My main quibble with the book goes, most unsurprisingly!, with the processing of Bayesian analysis found in Principles of Applied Statistics (pp.143-144). Indeed, on the one hand, the method is mostly criticised over those two pages. On the other hand, it is the only method presented with this level of details, including historical background, which seems a bit superfluous for a treatise on applied statistics. The drawbacks mentioned are (p.144)

• the weight of prior information or modelling as “evidence”;
• the impact of “indifference or ignorance or reference priors”;
• whether or not empirical Bayes modelling has been used to construct the prior;
• whether or not the Bayesian approach is anything more than a “computationally convenient way of obtaining confidence intervals”

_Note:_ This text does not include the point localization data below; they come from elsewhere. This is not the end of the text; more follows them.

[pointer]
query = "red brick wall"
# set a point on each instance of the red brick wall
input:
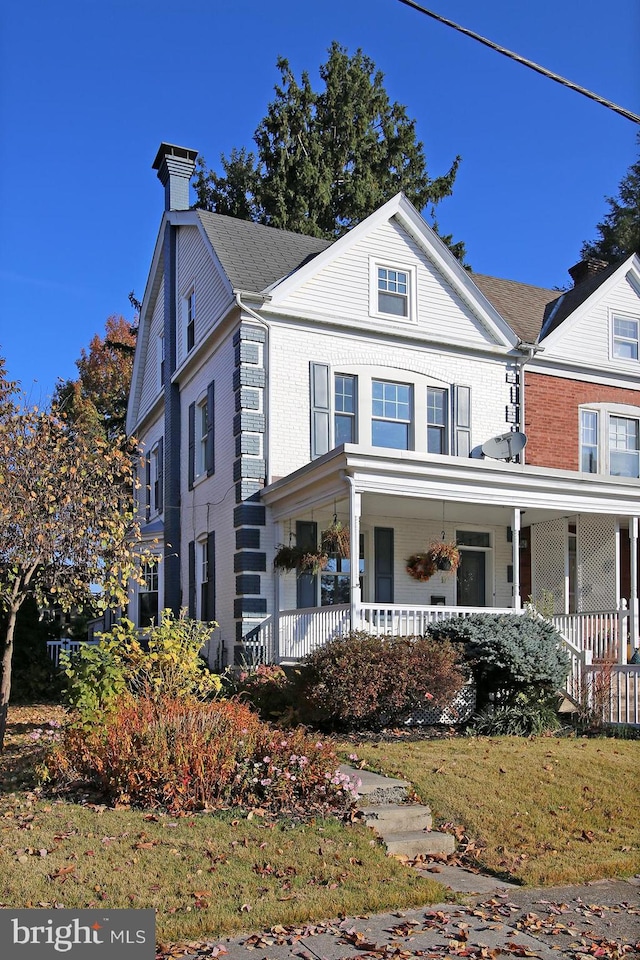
(551, 416)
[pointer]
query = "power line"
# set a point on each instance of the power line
(527, 63)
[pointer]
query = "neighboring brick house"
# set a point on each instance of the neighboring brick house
(282, 381)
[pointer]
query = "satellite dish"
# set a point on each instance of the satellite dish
(505, 447)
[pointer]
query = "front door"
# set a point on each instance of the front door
(472, 579)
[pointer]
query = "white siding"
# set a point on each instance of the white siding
(289, 401)
(196, 272)
(342, 291)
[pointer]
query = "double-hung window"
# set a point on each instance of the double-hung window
(148, 595)
(625, 338)
(391, 413)
(436, 420)
(589, 441)
(393, 291)
(345, 405)
(623, 447)
(191, 320)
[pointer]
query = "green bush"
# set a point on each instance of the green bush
(365, 681)
(183, 754)
(509, 655)
(521, 718)
(166, 662)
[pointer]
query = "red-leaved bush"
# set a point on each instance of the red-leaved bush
(365, 681)
(186, 755)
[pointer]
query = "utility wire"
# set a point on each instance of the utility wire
(527, 63)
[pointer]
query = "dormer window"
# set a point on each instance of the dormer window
(625, 338)
(393, 292)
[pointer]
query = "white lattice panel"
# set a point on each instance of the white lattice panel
(596, 563)
(548, 557)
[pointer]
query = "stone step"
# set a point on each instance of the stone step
(375, 788)
(397, 817)
(415, 842)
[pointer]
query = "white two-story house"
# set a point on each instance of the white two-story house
(283, 382)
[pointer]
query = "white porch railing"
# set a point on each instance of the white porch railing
(604, 633)
(613, 692)
(70, 646)
(398, 620)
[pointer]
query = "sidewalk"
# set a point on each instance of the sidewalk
(601, 919)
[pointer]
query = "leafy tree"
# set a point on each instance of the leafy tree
(97, 400)
(67, 521)
(325, 159)
(619, 231)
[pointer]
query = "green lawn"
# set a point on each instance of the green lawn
(543, 811)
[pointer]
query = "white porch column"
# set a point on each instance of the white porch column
(355, 509)
(515, 528)
(633, 597)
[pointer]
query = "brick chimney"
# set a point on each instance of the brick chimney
(585, 269)
(175, 166)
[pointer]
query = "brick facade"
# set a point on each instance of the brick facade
(552, 420)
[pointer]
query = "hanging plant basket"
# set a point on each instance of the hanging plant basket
(421, 566)
(313, 561)
(446, 556)
(335, 540)
(287, 557)
(439, 556)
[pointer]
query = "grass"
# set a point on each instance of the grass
(542, 811)
(206, 875)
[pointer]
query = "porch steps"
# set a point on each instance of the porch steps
(404, 827)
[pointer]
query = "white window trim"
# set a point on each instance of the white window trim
(604, 412)
(376, 263)
(622, 315)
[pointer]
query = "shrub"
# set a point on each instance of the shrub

The empirical Bayes perspective is the original one found in Robbins (1956) and seems to find grace in the authors’ eyes (“the most satisfactory formulation”, p.156). Contrary to MCMC methods, “a black box in that typically it is unclear which features of the data are driving the conclusions” (p.149)…

If an issue can be addressed nonparametrically then it will often be better to tackle it parametrically; however, if it cannot be resolved nonparametrically then it is usually dangerous to resolve it parametrically.” (p.96)

Apart from a more philosophical paragraph on the distinction between machine learning and statistical analysis in the final chapter, with the drawback of using neural nets and such as black-box methods (p.185), there is relatively little coverage of non-parametric models, the choice of “parametric formulations” (p.96) being openly chosen. I can somehow understand this perspective for simpler settings, namely that nonparametric models offer little explanation of the production of the data. However, in more complex models, nonparametric components often are a convenient way to evacuate burdensome nuisance parameters…. Again, technical aspects are not the focus of Principles of Applied Statistics so this also explains why it does not dwell intently on nonparametric models.

A test of meaningfulness of a possible model for a data-generating process is whether it can be used directly to simulate data.” (p.104)

The above remark is quite interesting, especially when accounting for David Cox’ current appreciation of ABC techniques. The impossibility to generate from a posited model as some found in econometrics precludes using ABC, but this does not necessarily mean the model should be excluded as unrealistic…

The overriding general principle is that there should be a seamless flow between statistical and subject-matter considerations.” (p.188)

As mentioned earlier, the last chapter brings a philosophical conclusion on what is (applied) statistics. It is stresses the need for a careful and principled use of black-box methods so that they preserve a general framework and lead to explicit interpretations.